Social media platforms such as Facebook and Line are familiar to many in Singapore but active users should exercise more precaution as there might be scammers lurking on these sites.

Police said this in a statement today (Nov 8) and pointed out that these scams, which usually involve transferring money overseas, can take place in at least three ways.

In one instance, victims would receive unsolicited messages from scammers impersonating a China official by using a spoofed local telephone number containing "999" or a spoofed China telephone number containing "110" for the Chinese police.

These scammers would ask for personal and banking information to access the victims' internet banking accounts to make illegal transactions.
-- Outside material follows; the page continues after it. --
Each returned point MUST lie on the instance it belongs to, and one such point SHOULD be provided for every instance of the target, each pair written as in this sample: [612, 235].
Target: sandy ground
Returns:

In some cases, the victims were instructed by the scammers to transfer a sum of money using bitcoin vending machines, said the police in the statement.

Some victims have also been contacted by unknown individuals who claimed to be brokers or staff from Hong Kong banks or Hong Kong financial security firms. These victims would then be introduced to attractive investments packages that promised "returns of 10 to 50 times the amount invested".

Those who are active on online dating websites should also be wary of potential scam tactics, said the police statement.

There have been cases of victims receiving friend requests from unknown individuals and eventually getting romantically involved or forge friendships with these unidentified people.

Victims were typically instructed to transfer money to banks in Hong Kong and China on the pretext of reasons such as paying tax fees to release a gift that was stuck at customs.

The authorities have observed that scammers are using social media platforms and dating websites such as QQ, Wechat, Facebook, Line, and Okcupid to reach their victims and would like to advise members of the public to take the following precautions when they're online:

- Call the agency's official telephone number to check that they had contacted you. It is unlikely for government agencies to send unsolicited messages or make unsolicited calls to members of the public on the social media for official matters.

- Ignore instruction to remit or transfer money. Do not give out personal information and bank account details to strangers. Criminals can use the personal information and bank details such as internet bank account username and password, OTP code from token and impersonate you;

- Exercise caution when befriending strangers through social media platforms. Be wary when asked to send money overseas.

- Call a trusted friend or talk to a relative before you act.

For those with information related to such crimes or if in doubt, call the police hotline at 1800-255-0000, or call 999 for urgent assistance.